Super Sonic   +  train town

Heaven Scent

I adore my garden. It feeds my soul.

I know, most regular RRSAHM voyeurs are already aware of this. I seem to have written about gardening more and more, since deciding to put Plan B into action and move myself and the kids to Paradise.

But it's a rediscovered joy, a pleasure I'm relearning. And the garden here in the TinyTrainHouse is so gorgeous.

It's soothing, and calming, not even always to work and scrape gritty dirt underneath my fingernails, but simply to wander in the greenery; often, ashamedly, cigarette in hand... pausing to tease strand-like roots of newly shot weeds from my veggie patch.
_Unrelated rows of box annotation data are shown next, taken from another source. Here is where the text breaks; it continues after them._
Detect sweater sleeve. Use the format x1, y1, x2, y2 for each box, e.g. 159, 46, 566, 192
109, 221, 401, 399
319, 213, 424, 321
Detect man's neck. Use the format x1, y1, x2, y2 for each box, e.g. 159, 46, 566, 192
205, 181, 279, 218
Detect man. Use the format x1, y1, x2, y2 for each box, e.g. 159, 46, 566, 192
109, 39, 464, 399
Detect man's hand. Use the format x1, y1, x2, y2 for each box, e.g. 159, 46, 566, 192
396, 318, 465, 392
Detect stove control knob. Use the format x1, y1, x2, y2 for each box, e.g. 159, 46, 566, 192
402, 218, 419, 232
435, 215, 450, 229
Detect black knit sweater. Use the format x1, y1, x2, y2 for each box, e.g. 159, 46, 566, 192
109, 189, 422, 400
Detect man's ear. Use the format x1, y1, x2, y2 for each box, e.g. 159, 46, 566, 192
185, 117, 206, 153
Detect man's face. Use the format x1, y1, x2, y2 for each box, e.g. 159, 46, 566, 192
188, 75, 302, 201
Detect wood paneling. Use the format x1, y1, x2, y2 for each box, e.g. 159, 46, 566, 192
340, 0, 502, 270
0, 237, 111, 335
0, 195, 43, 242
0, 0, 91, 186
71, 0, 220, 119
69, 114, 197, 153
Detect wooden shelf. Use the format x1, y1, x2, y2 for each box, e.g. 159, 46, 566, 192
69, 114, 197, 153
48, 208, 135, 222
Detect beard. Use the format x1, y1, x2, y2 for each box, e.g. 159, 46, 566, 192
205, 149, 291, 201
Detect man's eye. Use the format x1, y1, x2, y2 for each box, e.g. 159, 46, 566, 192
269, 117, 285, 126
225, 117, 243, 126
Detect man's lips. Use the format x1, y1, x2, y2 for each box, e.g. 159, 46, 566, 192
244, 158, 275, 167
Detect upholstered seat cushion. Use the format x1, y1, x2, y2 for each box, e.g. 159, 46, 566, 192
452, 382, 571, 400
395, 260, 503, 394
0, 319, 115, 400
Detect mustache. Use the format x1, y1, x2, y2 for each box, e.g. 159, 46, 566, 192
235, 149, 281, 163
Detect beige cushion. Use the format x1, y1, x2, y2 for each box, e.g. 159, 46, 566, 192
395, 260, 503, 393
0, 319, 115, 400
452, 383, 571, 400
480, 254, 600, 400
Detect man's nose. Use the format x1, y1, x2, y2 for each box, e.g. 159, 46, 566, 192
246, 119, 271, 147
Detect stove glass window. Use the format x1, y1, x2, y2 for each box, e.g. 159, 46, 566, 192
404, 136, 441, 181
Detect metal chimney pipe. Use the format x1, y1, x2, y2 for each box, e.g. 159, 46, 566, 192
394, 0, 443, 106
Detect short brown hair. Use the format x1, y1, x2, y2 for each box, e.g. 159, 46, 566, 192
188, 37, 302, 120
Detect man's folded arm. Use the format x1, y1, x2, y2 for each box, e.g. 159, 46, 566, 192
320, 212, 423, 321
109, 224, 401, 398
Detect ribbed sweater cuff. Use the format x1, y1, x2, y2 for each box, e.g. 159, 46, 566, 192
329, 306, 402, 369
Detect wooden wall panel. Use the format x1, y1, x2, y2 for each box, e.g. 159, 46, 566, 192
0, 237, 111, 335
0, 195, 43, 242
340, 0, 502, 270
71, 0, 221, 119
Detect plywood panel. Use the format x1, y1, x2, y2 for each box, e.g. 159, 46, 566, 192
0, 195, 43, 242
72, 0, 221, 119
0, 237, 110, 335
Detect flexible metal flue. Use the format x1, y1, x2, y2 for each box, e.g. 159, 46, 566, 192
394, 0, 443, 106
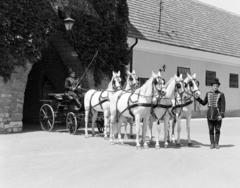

Breathing in the heaven scent of jasmine and lilies, eucalypt and climbing violets, clay soil soaked with fresh rain fall. Absorbing almost by osmosis the calm and open peacefulness, appreciating the supine thrum of the very slowest, steadiest rhythm ever known or felt- the growth of plants, the stretching of membranes and waters into leaves and buds.

The umbilical heartbeat of the Earth.

Plain and lovely daisies

In my garden, I find myself in state that's rare and complicit for me... able to make plans for the future, grand as I wish, without being crippled by the anxiety of achieving them, of not being able to work fast enough, of not having enough hands to be as productive as I wish to be.

Anxiety bred of excitement, rather than apprehension steeped in worry and insecurity or dragging guilt. In my mind they are almost as common as one another.

White azaleas...

But in my backyard, in my little patch of land, I am able to harness the daydreams and structures my mind weaves and creeps on it's own latticework into someday-maybe-oneday-projects, things that will get done in their own sweet time.

There are seedlings to sprout, corn and sweet basil to simmer spaghetti sauces. Leaves to be raked, sticks to be picked up. ("Put the stick down, Chop. We do not play with sticks"). Unruly new spring growth that needs to be cut back and untangled from an arbor that is reaching to tendril through my clothesline; pretty climbing vines dripping with purple flowers, the weight of which causes my old wooden fence to lean and lag and inch itself closer and closer to horizontal.

Lavender for Scarlette

I have plans for a pair of laying chooks; for climbing beans and snapdragons in a rainbow of colours. I also the proud owner of a tiny, oddly shaped front yard which, although quite pretty by any horticultural standard I kept in my Purple Life, seems barren and disorganised in comparison to the planned but overflowing lushness of my macarthur park backyard... and I have plans to fix that.

But all these dot points on my mental list of Things That Should Be Done are floating, unstructured pencil plans, worked within a rough time frame of 'sometime soon' and laced with only the tiniest urgency, driven by the anticipation of pleasure and satisfaction more than any driving need to prove myself, any desperate urge to keep busy.

Oriental lanterns...

It feels as if this garden is a lesson for me, a kinetic tutorial from the universe. That compliant, steady hum of the world, the lubdub of growing things... it is, quite literally, an impossibility to rush things, to hurry the earth along. I cannot force my flowers to fruit... I cannot make the sky cease raining on my freshly planted seeds, washing away my hard work.

But as long as there is soil there, no one can stop me sowing them all over again. It just may be a matter of waiting until the season is right... seedlings lingering curled in the dark, holding out for the sun to shine again.